By then, the damage was done for Craigslist, LiveJournal and the others — between 20% and 40% of 365 Main’s customers. Their servers went down hard. And instead of the magically continuous service their businesses had counted on, those servers had to be brought back up the hard way, slowly and carefully.
The lucky ones were offline for only a few hours. But even for them, the magic was gone.
It should be gone for the rest of us, too. It’s time to accept some hard reality.
Bad things happen. They happen no matter how carefully we plan for them, because we can’t plan for everything. They happen no matter who we’ve paid to take on the job of handling those bad things, no matter how much we’ve paid, no matter what promises we’ve been given.
Co-location and outsourcing don’t work — at least not if what we expect them to do is solve our business continuity problems.
They won’t do that. They can’t. We shouldn’t expect them to.
In fact, we should assume that they won’t, and plan accordingly.
That’s true even if a company like 365 Main brags that its power can’t go down. It can. Murphy willing, it will. And nothing 365 Main does after the fact can make whole the lost sales, lost customers and lost confidence that come in the wake of that failed boast.
So, is outsourcing always the wrong move? Of course not. Trusting outsourcers — that’s the wrong move.
We have to believe they’ll do their best. Otherwise, we shouldn’t be doing business with them. But we also have to know that they’re not perfect, no matter what their brightly coloured brochures say.
We can hand off work, but we can’t hand off responsibility for our company’s IT functions.

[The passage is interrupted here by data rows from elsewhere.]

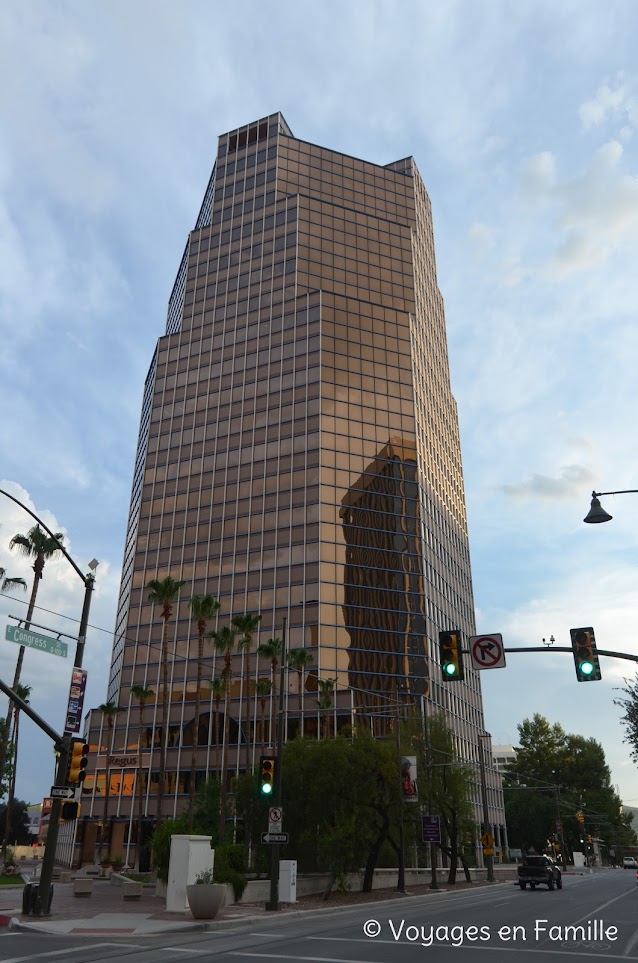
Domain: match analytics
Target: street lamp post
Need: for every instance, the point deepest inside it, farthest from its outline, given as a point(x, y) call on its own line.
point(48, 860)
point(597, 513)
point(489, 859)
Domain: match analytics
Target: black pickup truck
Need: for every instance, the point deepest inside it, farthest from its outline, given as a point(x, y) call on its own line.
point(539, 871)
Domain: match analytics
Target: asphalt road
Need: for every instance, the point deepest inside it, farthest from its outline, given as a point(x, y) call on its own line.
point(593, 916)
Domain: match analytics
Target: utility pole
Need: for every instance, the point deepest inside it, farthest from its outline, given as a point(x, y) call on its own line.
point(401, 879)
point(489, 859)
point(273, 901)
point(428, 755)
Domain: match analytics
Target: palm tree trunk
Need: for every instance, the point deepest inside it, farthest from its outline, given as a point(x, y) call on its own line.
point(164, 733)
point(16, 678)
point(12, 786)
point(300, 693)
point(191, 788)
point(222, 794)
point(217, 767)
point(139, 790)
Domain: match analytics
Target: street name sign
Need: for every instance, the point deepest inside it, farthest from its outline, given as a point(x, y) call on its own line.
point(32, 640)
point(274, 837)
point(62, 792)
point(487, 651)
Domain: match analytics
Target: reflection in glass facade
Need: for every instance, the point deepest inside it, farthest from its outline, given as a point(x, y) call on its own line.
point(298, 457)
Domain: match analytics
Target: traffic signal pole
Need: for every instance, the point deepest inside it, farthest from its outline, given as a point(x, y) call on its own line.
point(43, 900)
point(273, 901)
point(63, 745)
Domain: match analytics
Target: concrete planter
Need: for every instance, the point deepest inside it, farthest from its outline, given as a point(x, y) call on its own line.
point(205, 899)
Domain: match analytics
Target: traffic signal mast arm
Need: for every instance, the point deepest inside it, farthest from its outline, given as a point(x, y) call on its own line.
point(58, 741)
point(564, 648)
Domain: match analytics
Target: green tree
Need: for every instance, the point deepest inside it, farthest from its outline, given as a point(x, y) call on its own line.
point(7, 583)
point(343, 802)
point(628, 702)
point(555, 775)
point(299, 660)
point(326, 689)
point(41, 547)
point(109, 712)
point(164, 593)
point(452, 785)
point(203, 609)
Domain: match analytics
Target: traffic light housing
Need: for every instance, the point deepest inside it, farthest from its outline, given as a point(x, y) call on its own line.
point(267, 775)
point(585, 655)
point(451, 655)
point(78, 761)
point(70, 810)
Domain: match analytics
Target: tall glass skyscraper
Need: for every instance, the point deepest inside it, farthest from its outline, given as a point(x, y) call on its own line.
point(298, 458)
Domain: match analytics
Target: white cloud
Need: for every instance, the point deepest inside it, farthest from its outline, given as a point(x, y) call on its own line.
point(617, 103)
point(570, 483)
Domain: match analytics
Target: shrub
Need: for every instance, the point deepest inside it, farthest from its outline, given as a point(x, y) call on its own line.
point(236, 880)
point(230, 865)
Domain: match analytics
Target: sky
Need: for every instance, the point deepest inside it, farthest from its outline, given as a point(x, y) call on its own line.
point(523, 120)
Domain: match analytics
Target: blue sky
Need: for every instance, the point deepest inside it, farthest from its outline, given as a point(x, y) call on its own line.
point(523, 120)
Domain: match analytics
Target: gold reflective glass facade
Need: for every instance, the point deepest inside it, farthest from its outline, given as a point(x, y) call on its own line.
point(299, 457)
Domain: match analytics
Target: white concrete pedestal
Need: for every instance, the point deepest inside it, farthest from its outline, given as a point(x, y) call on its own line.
point(190, 855)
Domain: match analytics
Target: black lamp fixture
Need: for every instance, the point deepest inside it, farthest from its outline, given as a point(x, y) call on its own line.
point(597, 513)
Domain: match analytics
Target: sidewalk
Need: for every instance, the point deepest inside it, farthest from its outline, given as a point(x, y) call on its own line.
point(106, 912)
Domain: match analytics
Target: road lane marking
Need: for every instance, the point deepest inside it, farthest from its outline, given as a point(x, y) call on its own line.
point(487, 946)
point(38, 956)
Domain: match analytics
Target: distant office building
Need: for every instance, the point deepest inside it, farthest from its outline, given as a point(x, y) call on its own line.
point(299, 458)
point(503, 756)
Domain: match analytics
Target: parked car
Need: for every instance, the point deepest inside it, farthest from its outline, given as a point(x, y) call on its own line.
point(539, 871)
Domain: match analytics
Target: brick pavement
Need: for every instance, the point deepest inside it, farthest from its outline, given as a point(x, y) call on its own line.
point(106, 911)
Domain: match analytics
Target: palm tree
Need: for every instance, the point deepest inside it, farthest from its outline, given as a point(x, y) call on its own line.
point(143, 695)
point(272, 650)
point(263, 688)
point(224, 642)
point(248, 624)
point(299, 659)
point(6, 583)
point(203, 608)
point(39, 546)
point(217, 688)
point(24, 691)
point(164, 593)
point(109, 712)
point(326, 688)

That’s still ours.
Which means we can’t outsource sleepless nights. We can’t quit developing what-if scenarios and contingency plans. We can’t stop looking for ways to backstop our vendors’ “bulletproof” services — just in case a bullet somehow gets through.
When it comes to reliability, worry is good. Trust? Not so much.
One of the 365 Main customers, online retailer RedEnvelope, had the right idea. RedEnvelope maintained a backup datacentre in Cincinnati to avoid the results of just the sort of problem that struck last month.
But after two years without a glitch in San Francisco, 365 Main issued a press release announcing that RedEnvelope had shuttered the Ohio facility.
That was Tuesday morning. That afternoon, RedEnvelope was offline.